Trim your sails for better sales

March 20th, 2009

One of my favourite idioms is “a rising tide raises all ships”. Together we can achieve so much more than alone. However, a lot of sales people tend to be less instinctively collaborative and are more likely to be self-motivated and self-absorbed.

When times get tough, the salesman will tend to be even more inward-looking. But this is the very time to summon the reserve troops, to look to additional ways of finding leads and to building partnerships. After all, a lot of sales people have fewer leads to chase and more time to develop the pipeline.

The wise sales organisation is building partnerships now that will gradually yield business during the quiet times and be a springboard when the recover comes.

Strategic
You need to start working with what is left of your marketing department and be thinking of ways to attract the right types of prospects.
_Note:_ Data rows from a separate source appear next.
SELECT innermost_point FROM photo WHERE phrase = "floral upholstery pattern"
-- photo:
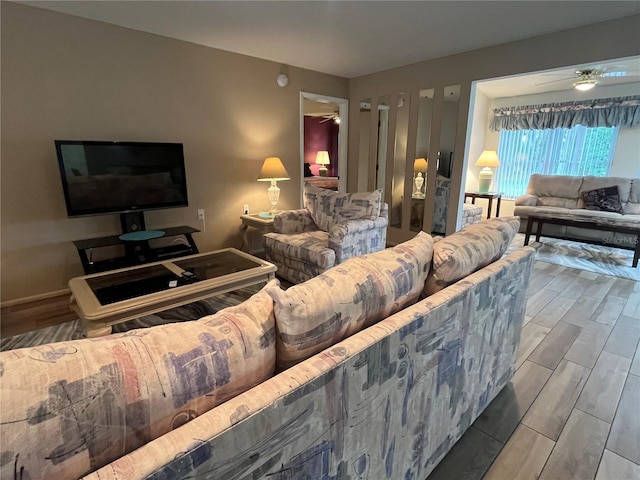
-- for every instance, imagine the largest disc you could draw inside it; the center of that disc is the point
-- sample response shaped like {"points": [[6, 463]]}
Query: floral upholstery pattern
{"points": [[443, 186], [386, 403], [464, 252], [341, 301], [471, 214], [91, 401], [329, 208], [294, 221], [302, 250]]}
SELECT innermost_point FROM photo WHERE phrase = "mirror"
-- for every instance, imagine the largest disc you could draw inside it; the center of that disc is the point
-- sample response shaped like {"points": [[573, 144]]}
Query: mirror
{"points": [[448, 127], [323, 128], [383, 134], [420, 165], [399, 160], [363, 148]]}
Maybe you could even be collaborating with companies that in the past used to be competitors. Recent episode of Nature’s Great Events showed dolphins and sharks working together to round up a school of tasty fish. Normally the sharks would be eating the dolphins not working with them. But tough times demand different solutions.

Tactical
Almost all my contacts are reporting that prospects are becoming increasingly difficult to contact. They are less likely to take your call and more likely to be rude if they do. So we need to sprinkle crumbs on the lake to attract the ducks, not throw great loaves.

If you contact lapsed or past customers then make sure you have a clear reason to do so. A reason that benefits them. This may be looking for articles in your contacts’ trade magazines and forwarding these to them. Or maybe you have learnt some useful technical tips that can enhance their business. Don’t worry about whether you can sell to them just yet.

Possibly you can go to your marketing specialists and come up with ideas and offer your time to them. You could organise a seminar on a hot topic, a roadshow or find an exhibition you can attend. There is a host of creative ways you can generate leads, rather than just doing more regular prospecting and trying to close harder.